Le Serment évanoui dans les brumes de l’absence
Un guerrier épuisé vers l’île se dirige,
Son armure rouillée par les pleurs de la guerre,
Ses yeux creusés par l’ombre et les champs de misère.
Il gravit la falaise où jadis, enlacés,
Deux cœurs avaient juré l’éternité glacée :
« Même si les cieux s’éteignent et que les mers se taisent,
Nos âmes s’uniront où les astres se braisent. »
Mais le destin, cruel sculpteur de nos débris,
Avait lié leur sort aux caprices du gris…

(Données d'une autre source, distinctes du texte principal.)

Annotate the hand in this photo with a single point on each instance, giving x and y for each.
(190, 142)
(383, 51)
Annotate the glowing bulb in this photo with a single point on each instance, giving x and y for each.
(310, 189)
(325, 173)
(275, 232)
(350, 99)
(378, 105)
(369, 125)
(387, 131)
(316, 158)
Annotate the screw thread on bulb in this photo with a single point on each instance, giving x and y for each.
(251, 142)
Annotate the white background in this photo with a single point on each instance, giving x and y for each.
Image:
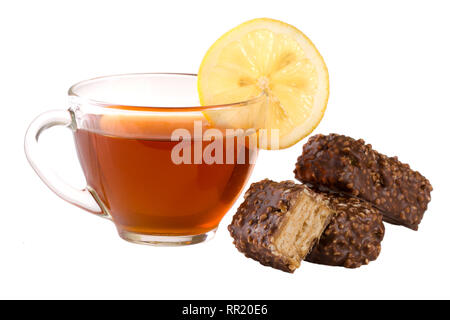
(389, 76)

L’île, jadis oasis bercée de tendresses,
N’était plus qu’un linceul de rocs et de détresses :
Les vergers où dansaient les parfums enivrants
Gisaient, squelettes nus sous les vents dévorants ;
La cabane de bois qu’ils avaient tant chérie,
N’abritait plus que l’ombre et les rats en furie.
Il appela son nom, voix rauque et sans écho,
Comme un chant étouffé dans le néant de l’eau :
« Ô toi qui fis de moi plus qu’un homme éphémère,
Réponds à ma détresse, ô mon unique mère ! »

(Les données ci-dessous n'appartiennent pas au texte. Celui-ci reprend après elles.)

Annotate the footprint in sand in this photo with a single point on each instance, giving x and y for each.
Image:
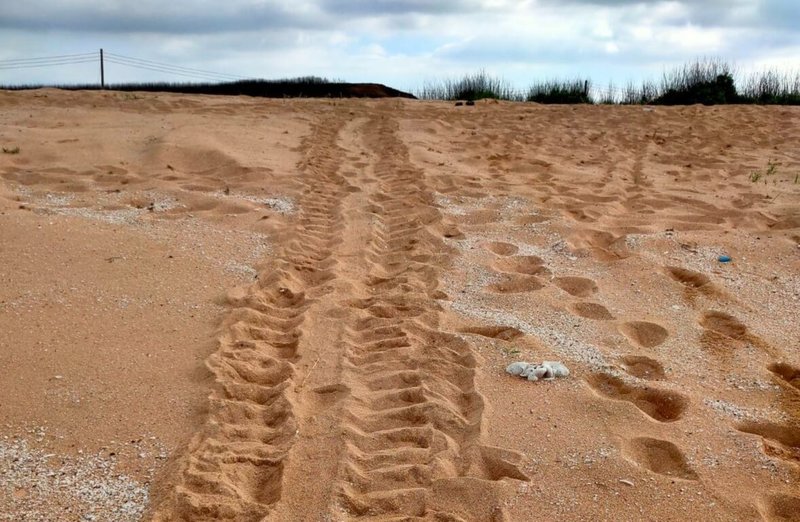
(526, 265)
(780, 508)
(661, 405)
(724, 324)
(658, 456)
(515, 283)
(593, 311)
(790, 374)
(604, 246)
(688, 278)
(576, 286)
(780, 441)
(504, 333)
(451, 231)
(722, 333)
(643, 367)
(501, 249)
(643, 333)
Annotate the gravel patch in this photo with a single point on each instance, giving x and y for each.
(282, 205)
(40, 486)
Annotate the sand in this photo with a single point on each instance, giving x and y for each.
(220, 308)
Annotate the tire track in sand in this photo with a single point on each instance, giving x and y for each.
(233, 469)
(411, 422)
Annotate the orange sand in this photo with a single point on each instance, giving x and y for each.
(302, 310)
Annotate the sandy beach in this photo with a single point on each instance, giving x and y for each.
(232, 308)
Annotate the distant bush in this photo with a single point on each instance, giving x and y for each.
(303, 87)
(560, 91)
(470, 87)
(709, 82)
(772, 88)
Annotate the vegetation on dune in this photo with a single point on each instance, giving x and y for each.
(471, 87)
(561, 91)
(304, 87)
(704, 81)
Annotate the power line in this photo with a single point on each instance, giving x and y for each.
(142, 61)
(165, 70)
(23, 61)
(52, 63)
(118, 59)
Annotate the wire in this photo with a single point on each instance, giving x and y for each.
(188, 70)
(49, 64)
(23, 61)
(167, 71)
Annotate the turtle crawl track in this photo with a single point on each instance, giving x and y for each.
(392, 406)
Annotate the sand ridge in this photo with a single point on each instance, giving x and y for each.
(414, 250)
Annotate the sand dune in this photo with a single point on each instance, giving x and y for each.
(302, 310)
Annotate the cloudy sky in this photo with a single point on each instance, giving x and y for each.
(402, 43)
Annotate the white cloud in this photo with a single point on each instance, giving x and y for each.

Seul le ressac moqueur, infatigable et sourd,
Lui renvoya l’horreur de son propre amour sourd.
Soudain, près d’un bouleau tordu par les orages,
Il vit une ombre errer entre les coquillages :
Une robe d’argent, des cheveux de lin clair,
Fantôme familier qui hantait son enfer.
Il courut, déchirant ses mains aux ronces noires,
Criant : « C’est donc ici que finissent nos gloires ?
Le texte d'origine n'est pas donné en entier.